当社グループは、食品酒類卸売事業及びこれらの付帯事業の単一セグメントであるため、セグメントごとの記載を省略しております。

 

当第2四半期連結会計期間末の総資産は853億52百万円となり、前連結会計年度末と比べて186億39百万円の減少となりました。これは主に受取手形及び売掛金が123億1百万円、商品及び製品が32億26百万円、現金及び預金が18億25百万円それぞれ減少したことによるものであります。

また、当第2四半期連結会計期間末の負債合計は580億60百万円となり、前連結会計年度末と比べて177億24百万円の減少となりました。これは主に支払手形及び買掛金が164億21百万円、未払金が11億86百万円それぞれ減少したことによるものであります。

さらに、当第2四半期連結会計期間末の純資産合計は272億91百万円となり、前連結会計年度末と比べて9億14百万円の減少となりました。

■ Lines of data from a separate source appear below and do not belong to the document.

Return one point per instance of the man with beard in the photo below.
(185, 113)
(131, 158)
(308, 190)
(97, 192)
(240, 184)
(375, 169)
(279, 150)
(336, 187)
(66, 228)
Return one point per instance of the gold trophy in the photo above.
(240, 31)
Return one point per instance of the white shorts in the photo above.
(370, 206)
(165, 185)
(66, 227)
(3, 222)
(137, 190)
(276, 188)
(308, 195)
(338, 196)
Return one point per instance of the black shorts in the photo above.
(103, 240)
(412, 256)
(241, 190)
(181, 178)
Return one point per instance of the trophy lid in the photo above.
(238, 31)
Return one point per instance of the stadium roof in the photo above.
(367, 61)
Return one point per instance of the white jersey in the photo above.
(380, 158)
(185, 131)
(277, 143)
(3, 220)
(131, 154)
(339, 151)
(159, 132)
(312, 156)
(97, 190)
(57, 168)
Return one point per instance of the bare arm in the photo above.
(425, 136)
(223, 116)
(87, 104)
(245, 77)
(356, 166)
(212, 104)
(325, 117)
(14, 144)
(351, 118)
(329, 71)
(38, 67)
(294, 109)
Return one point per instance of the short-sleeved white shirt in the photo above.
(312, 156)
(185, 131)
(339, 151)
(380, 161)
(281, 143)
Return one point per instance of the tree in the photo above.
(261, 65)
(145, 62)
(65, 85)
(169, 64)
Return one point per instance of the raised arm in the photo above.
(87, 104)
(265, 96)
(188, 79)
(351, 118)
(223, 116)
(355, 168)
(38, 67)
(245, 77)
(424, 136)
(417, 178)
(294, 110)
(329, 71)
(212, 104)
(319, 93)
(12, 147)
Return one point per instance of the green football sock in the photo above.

これは主にその他有価証券評価差額金が5億73百万円、利益剰余金が3億13百万円それぞれ減少したことによるものであります。

 

(2) キャッシュ・フローの状況

当第2四半期連結累計期間における現金及び現金同等物は、前連結会計年度末に比べ19億36百万円減少し、139億22百万円となりました。

(営業活動によるキャッシュ・フロー)

当第2四半期連結累計期間における営業活動によるキャッシュ・フローの減少は、15億45百万円となりました。これは、主に仕入債務の減少額が164億21百万円、未払金の減少額が11億82百万円となった一方で、売上債権の減少額が123億1百万円、たな卸資産の減少額が32億13百万円となったことによるものであります。

(投資活動によるキャッシュ・フロー)

当第2四半期連結累計期間における投資活動によるキャッシュ・フローの減少は、1億20百万円となりました。これは、主に固定資産の取得による支出が1億42百万円となったことによるものであります。

(財務活動によるキャッシュ・フロー)

当第2四半期連結累計期間における財務活動によるキャッシュ・フローの減少は、2億70百万円となりました。これは、主に配当金の支払額が2億19百万円、リース債務の返済による支出が51百万円となったことによるものであります。

 

(3) 経営方針、経営環境及び対処すべき課題等

当第2四半期連結累計期間において、当社グループが対処すべき課題については、これまでの課題に加え、新型コロナウイルス感染症の国内外での拡大の中、最重要課題として『当社グループの従業員とその家族、お取引先様の安全・健康』と『「食」を安定的に供給するための事業継続』に向けた取り組みを行っています。具体的には新型コロナウイルス感染症対策本部を設置し、販売・管理部門は在宅勤務の推奨、物流・製造部門は検温結果と健康状態の記録やマスク着用の徹底等、感染リスクを最大限抑止する対策を徹底し、万が一感染者が発生しても事業を継続するための対策を講じております。また、在宅勤務においても普段の業務が滞りなく遂行できるように、社内システムへのアクセス改善やWeb会議等の環境整備を行っております。今後も引き続き、新型コロナウイルス感染症の拡大防止のための様々な取り組みを実施し、食品流通事業者としての使命を果たすべく、事業継続に最大限努めてまいります。

 

(4) 研究開発活動

該当事項はありません。

 

3 【経営上の重要な契約等】

当第2四半期連結会計期間において、経営上の重要な契約等の決定又は締結等はありません。